Winter has set in and I am back to cuddling into my warm bed and fleece pajamas and chappals and finally inside my cocoon. My safety net. Does that sound very familiar to us as we all have a similar habit that we follow or just bother us as to why we get uncomfortable with the extremities? I have tried to think about it for a while and figured out that anything extreme; love or hatred, warm or cold, good or bad can be dangerous. But do we not know that already? The answer is yes. We do and we keep reclaiming our thoughts and views in the fear of missing out on something, Missing the reason or the idea behind our truths. We have so many different truths at the same time that it gets difficult to differentiate one from the other. I have been busy lately and do not find enough time to read or write but is that true? Can I not find some time and do what I enjoy doing the most? This is the biggest example of what I have narrated just now. Fear of not being convinced with oneself or missing out on something that you might repent. But nobody really knows what one is missing or even if they do they hardly want to accept it.

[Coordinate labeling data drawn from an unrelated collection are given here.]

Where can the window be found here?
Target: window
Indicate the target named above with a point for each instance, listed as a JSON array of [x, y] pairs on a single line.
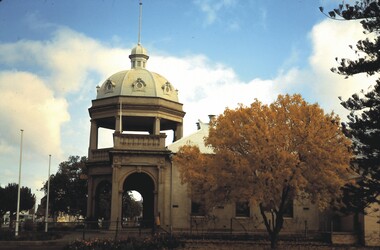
[[242, 209], [197, 209], [288, 213]]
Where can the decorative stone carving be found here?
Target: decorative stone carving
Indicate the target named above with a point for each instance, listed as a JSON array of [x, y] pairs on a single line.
[[139, 85], [109, 86], [167, 88]]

I sometimes try to gain clarity about myself, my personality, my thought process but to my dismay, I am yet to find these answers. This really bamboozles me to no extent because I am an adult, living my life on my terms and yet to find who I am? Isn’t that pretty straightforward an answer and I must have known by now at least. But no. I am that stubborn child that refuses to even comprehend something. Hold on. Am I being too critical of myself? That is a very typical me. So no worries. Looks like I am in the comfort of my own self finally. This further solidifies my belief that I know what I am but all I need to know is why and who I am. The answers are not far-fetched and will soon be with me. Till then, I will keep looking and urge you to help me in my endeavor as well.
Digressing from what I was talking about here, I forgot to mention what happened this morning. I was so comfortably sitting in my pajama pants, doing some work that little did it register to me that I had worn it all wrong. Basically, it was upside down but surprisingly it felt smoother and softer than usual and I found nothing wrong with it. Time passed and the day went by. In the evening when I went for a walk in them, I realized I had worn it all wrong. Thankfully, my long jacket saved me from being the butt of jokes but I realized how unmindful I had been the whole time. Probably I should have thought about not being attentive and particular about things in general.
Instead, I laughed out loud in the evening over a cup of tea with my husband only to find that he had been wearing his pajama upside down as well. This is what you call” Ram Milaye Jodi” or not?